As an alternative to the bottom-up approach of generative models, randomized reference models (RRMs) constitute a top-down approach to studying complex networks. RRMs deal with the controlled destruction of given temporal or topological structures in a complex network in order to create a distribution of reference networks retaining certain features of the original network. They are typically implemented as procedures that shuffle the edges of the network while retaining the features in question. This makes RRMs very generally applicable, and in particular in cases where we are not able to specify a realistic generative model. However, the effects of most shuffling procedures on network features remain poorly understood, complicating the interpretation of results, and the lack of a common framework has made it difficult to compare different RRMs.

I will describe a unified framework for the important class of RRMs generated by uniform shuffling procedures, which we by analogy to statistical physics will name microcanonical RRMs (MRRMs).
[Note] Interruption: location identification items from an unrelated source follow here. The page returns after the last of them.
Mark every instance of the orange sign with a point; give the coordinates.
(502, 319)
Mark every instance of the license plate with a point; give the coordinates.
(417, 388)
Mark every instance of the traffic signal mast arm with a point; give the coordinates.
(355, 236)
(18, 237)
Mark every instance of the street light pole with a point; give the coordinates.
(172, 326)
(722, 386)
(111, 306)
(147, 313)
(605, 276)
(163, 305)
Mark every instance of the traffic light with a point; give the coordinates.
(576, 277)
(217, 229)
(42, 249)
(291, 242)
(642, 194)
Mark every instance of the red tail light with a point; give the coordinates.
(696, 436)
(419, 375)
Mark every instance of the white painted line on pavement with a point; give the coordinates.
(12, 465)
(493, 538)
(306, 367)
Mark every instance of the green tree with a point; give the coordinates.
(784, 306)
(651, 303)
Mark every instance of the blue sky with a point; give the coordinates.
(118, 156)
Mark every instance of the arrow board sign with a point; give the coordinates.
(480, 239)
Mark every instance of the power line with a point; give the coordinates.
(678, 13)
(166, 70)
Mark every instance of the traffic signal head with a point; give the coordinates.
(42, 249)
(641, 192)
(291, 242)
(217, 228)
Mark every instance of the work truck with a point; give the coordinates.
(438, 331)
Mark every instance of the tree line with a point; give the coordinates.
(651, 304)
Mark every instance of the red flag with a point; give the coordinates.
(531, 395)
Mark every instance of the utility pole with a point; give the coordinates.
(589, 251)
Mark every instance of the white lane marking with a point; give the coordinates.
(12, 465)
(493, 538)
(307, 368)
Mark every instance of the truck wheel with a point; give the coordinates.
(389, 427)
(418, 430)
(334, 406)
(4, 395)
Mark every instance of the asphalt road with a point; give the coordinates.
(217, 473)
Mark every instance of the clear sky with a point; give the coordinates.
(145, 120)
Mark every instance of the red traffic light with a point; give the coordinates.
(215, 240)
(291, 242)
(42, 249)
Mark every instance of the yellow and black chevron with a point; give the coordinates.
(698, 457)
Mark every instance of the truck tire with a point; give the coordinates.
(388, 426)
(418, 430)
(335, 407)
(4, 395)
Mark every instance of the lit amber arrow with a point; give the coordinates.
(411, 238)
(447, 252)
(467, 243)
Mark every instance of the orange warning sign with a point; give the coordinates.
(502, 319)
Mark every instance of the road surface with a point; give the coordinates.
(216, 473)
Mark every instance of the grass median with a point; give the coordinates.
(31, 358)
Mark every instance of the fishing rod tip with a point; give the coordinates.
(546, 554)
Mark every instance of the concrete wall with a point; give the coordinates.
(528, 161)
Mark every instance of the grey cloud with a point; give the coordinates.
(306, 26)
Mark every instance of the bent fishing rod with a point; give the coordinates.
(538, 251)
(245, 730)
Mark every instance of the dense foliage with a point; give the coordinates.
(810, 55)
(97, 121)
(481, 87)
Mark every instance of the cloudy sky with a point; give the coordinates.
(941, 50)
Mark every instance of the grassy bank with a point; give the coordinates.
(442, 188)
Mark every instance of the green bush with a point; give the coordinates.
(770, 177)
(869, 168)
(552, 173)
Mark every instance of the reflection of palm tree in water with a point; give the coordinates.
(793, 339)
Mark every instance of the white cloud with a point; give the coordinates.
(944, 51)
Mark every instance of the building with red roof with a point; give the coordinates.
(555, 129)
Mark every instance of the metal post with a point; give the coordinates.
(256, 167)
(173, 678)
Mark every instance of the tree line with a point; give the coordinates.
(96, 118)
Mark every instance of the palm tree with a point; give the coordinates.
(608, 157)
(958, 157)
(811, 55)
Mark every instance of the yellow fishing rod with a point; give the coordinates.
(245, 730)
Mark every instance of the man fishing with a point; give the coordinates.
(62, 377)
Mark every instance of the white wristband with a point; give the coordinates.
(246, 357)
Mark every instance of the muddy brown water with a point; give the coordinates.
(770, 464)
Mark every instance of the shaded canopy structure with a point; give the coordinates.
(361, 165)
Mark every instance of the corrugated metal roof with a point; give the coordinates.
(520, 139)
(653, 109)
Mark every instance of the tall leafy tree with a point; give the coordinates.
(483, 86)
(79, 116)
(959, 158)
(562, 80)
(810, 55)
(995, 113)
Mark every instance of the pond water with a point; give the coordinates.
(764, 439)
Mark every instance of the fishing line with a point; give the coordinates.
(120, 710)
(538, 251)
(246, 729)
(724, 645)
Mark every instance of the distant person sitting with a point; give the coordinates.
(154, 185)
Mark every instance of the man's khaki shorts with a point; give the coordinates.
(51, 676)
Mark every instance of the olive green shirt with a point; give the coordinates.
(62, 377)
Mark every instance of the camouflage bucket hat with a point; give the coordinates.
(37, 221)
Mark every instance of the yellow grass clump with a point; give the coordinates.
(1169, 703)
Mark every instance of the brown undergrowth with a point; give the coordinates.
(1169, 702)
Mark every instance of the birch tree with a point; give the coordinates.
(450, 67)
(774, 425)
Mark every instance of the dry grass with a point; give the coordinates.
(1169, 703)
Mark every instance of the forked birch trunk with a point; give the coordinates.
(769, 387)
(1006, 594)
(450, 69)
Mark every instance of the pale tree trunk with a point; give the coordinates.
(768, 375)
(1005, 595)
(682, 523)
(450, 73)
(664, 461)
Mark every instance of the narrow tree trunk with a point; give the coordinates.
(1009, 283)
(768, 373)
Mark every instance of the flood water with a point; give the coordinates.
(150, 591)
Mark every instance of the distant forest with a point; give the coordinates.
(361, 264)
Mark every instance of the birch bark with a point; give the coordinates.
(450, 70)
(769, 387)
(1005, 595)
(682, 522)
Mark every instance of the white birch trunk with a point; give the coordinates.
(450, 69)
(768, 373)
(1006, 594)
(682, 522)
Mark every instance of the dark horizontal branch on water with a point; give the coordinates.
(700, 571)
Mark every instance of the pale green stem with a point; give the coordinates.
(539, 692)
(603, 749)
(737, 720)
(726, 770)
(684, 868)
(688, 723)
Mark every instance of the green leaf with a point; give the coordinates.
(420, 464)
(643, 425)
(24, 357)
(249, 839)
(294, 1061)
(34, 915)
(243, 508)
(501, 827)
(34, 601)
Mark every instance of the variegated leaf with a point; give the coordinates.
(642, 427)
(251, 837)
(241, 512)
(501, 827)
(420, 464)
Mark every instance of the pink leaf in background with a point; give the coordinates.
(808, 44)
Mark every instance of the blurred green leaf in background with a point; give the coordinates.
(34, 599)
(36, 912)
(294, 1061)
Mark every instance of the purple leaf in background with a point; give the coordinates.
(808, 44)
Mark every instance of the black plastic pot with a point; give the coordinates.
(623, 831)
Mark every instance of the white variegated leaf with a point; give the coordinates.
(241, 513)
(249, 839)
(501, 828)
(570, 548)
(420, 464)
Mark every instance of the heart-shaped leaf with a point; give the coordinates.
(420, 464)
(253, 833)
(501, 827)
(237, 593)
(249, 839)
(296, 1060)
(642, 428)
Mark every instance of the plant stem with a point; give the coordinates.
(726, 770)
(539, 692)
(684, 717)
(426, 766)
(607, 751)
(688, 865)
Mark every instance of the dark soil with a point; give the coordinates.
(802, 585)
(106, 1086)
Our framework lets us build a taxonomy of MRRMs that orders them and deduces their effects on important network features. It additionally tells us how we may generate new MRRMs by combining existing ones. I will discuss how MRRMs may be used as null models to identify statistically significant features in empirical networks. I will show how our framework can be used when we do not know how to choose the correct null model, and will apply this to characterize computational motifs in the Drosophila larval brain. I will finally show how series of different MRRMs may be used to pick apart the effects of different features of a network on dynamical processes unfolding on it.

Reference: https://arxiv.org/pdf/1806.04032.pdf

Bio: I am a statistical physicist and biophysicist with a main interest in data-driven modeling and in developing methods for the analysis of complex dynamical systems. The focus of my research has been on time-varying (temporal) social networks and single molecule dynamics in intracellular processes. I currently work on linking the physical structure and function of the brain to behavior.